Published online by Cambridge University Press: 22 September 2009
Introduction
This chapter investigates how the transmission of information determines collective behaviour in coordination games. Pre-play communication should help players to avoid coordination failures. Furthermore, transmission of information should help players to optimize their collective behaviour. Does this mean that pre-play communication guarantees successful coordination? Moreover, does pre-play communication favour Pareto-optimal Nash equilibria in the underlying game?
Most coordination games that are studied in the game-theoretic literature exhibit multiple strict Nash equilibria. While intuition might suggest that players should be able to coordinate in a Pareto-optimal equilibrium, the traditional refinements in game theory fail to select an efficient outcome. Still worse, they even fail to select a unique outcome. All strict equilibria survive even the strongest refinements. This conflict between intuition and formal analysis has given birth to several efforts among game theorists.

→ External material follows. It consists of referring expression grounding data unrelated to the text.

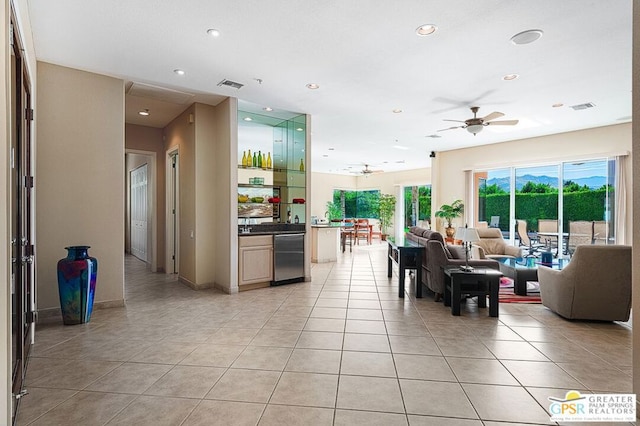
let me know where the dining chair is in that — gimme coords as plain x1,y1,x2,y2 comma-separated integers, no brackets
355,218,371,245
537,219,559,252
489,216,500,228
592,220,609,245
567,220,593,256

The first approach allows agents to send costless pre-play signals before they choose actions. This costless pre-play communication is called cheap talk. Unfortunately, cheap talk does not help players to coordinate in the efficient outcome. There exist equilibria in which players have decisions rules that are constant and therefore unaffected by the message received from the other players (cf. Weibull, 1995, p. 61). Hence, both problems of coordination, i.e. the problem of equilibrium selection and the problem of social inefficiency, remain unsolved.